Abdelilah Benkirane, secrétaire général du Parti de la justice et du développement (PJD) et Saâdeddine El Othmani, président du conseil national du PJD et chef du gouvernement, auraient «conclu un accord pour tenter d’apaiser les tensions qui déchirent la formation islamiste». C’est ce que révèlent jeudi nos confrères de Jeune Afrique, citant des sources du parti.
La même source précise aussi qu’Abdelilah Benkirane «se serait engagé à modérer les discours où il a tendance à attaquer les dirigeants du PJD ayant accepté de faire partie du gouvernement de Saâdeddine El Othmani». Quand à ce dernier, il «aurait assuré au secrétaire général que lui et ses ministres tiendraient davantage compte des remarques des groupes parlementaires du parti».
L’unité du parti mise en avant lors du conclave de la Chabiba
Cet apaisement annoncé a d’ailleurs été démontré lors 13e congrès de la Jeunesse du PJD tenu à Fès. Les ténors du parti de la Lampe étaient tous deux présents lors de l'inauguration du conclave dimanche dernier. Benkirane et El Othmani n’ont pas manqué d’afficher cette nouvelle entente. Ils ont pris la parole pour s’adresser aux jeunes du parti. Si le chef du gouvernement a réitéré son engagement à «poursuivre les réformes initiées par l’exécutif précédent», Benkirane, applaudi chaleureusement par la foule, a préféré évoquer les «démons», les «crocodiles» et les «adversaires affichés» ou «cachés» du parti de la Lampe.
Le 3 août, invité au 7e congrès de l’organisation Attajdid Attolabi, le bras estudiantin du Mouvement unicité et réforme (MUR), El Othmani est allé jusqu’à affirmer qu’il était disposé à se retirer du gouvernement si tel était la volonté du parti.
L’apaisement profitera en tout cas aux deux ténors du PJD. Pour El Othmani, le retour de la lune de miel entre les députés de son parti et les ministres de son gouvernement réussira à instaurer le climat de confiance entre les députés et l’exécutif. Avec la majorité confortable dont il dispose à la Chambre basse, il ne devrait plus s’inquiéter des réactions imprévisibles des élus du PJD face à une opposition divisée. Quant à Benkirane, il n’aura plus qu’à continuer de baliser le chemin vers un 3e mandat à la tête de la formation islamiste, comme le souhaitent ses partisans.
Une crise qui menace la coalition gouvernementale ?
Bien que le calme semble être revenu au sein de la maison interne du PJD, certaines sources médiatiques mettent en avant une «lutte fratricide» entre l’aile conservatrice soutenant Benkirane et les PJDistes qui défendent El Othmani.

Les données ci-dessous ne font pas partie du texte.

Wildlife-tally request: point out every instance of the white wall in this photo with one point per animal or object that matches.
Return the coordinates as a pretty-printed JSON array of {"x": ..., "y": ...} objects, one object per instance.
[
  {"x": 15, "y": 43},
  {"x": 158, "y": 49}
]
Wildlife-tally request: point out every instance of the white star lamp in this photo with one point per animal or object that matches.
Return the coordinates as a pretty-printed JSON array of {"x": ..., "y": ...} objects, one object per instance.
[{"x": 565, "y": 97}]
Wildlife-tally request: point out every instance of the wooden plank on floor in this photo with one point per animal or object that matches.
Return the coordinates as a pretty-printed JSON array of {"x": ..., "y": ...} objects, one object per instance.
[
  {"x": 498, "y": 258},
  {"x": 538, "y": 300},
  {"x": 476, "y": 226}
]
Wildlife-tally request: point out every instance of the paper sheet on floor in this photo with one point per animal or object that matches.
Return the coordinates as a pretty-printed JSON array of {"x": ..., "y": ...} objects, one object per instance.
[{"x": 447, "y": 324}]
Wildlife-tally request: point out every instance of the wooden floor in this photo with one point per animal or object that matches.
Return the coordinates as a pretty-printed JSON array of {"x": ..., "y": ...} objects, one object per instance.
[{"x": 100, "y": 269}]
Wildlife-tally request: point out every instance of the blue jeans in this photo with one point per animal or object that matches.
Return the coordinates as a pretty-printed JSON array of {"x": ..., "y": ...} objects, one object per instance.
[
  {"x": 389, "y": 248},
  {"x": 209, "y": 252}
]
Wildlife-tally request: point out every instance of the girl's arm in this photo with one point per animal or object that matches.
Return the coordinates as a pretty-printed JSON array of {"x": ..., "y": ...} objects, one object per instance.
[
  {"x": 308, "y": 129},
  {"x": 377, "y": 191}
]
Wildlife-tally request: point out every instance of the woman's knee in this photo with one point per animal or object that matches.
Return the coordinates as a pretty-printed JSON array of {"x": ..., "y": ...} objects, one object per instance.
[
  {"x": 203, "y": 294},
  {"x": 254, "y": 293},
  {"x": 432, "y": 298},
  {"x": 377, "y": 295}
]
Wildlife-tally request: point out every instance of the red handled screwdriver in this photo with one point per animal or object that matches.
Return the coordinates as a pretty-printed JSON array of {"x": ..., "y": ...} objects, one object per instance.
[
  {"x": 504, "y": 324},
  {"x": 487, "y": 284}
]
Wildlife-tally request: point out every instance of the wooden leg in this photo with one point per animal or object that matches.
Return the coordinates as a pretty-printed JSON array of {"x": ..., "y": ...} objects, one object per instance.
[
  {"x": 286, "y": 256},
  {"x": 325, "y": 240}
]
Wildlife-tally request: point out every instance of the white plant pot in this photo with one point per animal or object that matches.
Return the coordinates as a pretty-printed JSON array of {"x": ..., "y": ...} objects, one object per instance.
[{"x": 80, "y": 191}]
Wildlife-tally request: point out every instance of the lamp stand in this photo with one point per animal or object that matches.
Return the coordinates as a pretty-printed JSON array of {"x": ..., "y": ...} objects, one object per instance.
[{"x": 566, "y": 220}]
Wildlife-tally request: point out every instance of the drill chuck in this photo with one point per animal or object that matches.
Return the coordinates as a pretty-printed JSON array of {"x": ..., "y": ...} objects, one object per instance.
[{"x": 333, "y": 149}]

Une lutte qui devrait s’accentuer à l’approche du 8e congrès national de la Lampe prévu avant la fin de l'année 2017, prédisent-ils.
Le pacte qui aurait été conclu entre les deux ténors de la formation islamiste intervient après une période difficile pour le parti de la Lampe, qui s’est même invitée dans l’hémicycle. Fin juillet, plusieurs clashs entre les élus du PJD et des ministres du gouvernement El Othmani ont eu lieu au Parlement. Des ministres du Rassemblement national des indépendants (RNI) ont été dans le viseur des frères de Driss El Azami El Idrissi, notamment pour des projets de lois. D’après certains observateurs et politologues, ces clashs seraient le résultat de la crise interne au sein de la Lampe, née au lendemain de la désignation de Saâdeddine El Othmani en tant que chef du gouvernement pour remplacer Abdelilah Benkirane.
La crise risque de «perdurer, au moins jusqu’au congrès du PJD en décembre», a indiqué le politologue marocain Abdessamad Belkebir. «Après le congrès, et si Benkirane est réélu, la position politique du parti vis-à-vis de la participation au gouvernement pourra connaître un changement», a-t-il précisé.
Abderrahim Elaalam, professeur de sciences politiques, considère pour sa part que «la crise entre les députés du PJD et les ministres du RNI influencera la coalition gouvernementale, puisque ses origines se trouvent au sein même du parti d’Abdelilah Benkirane. C’est aussi une lutte entre le PJD et le pouvoir».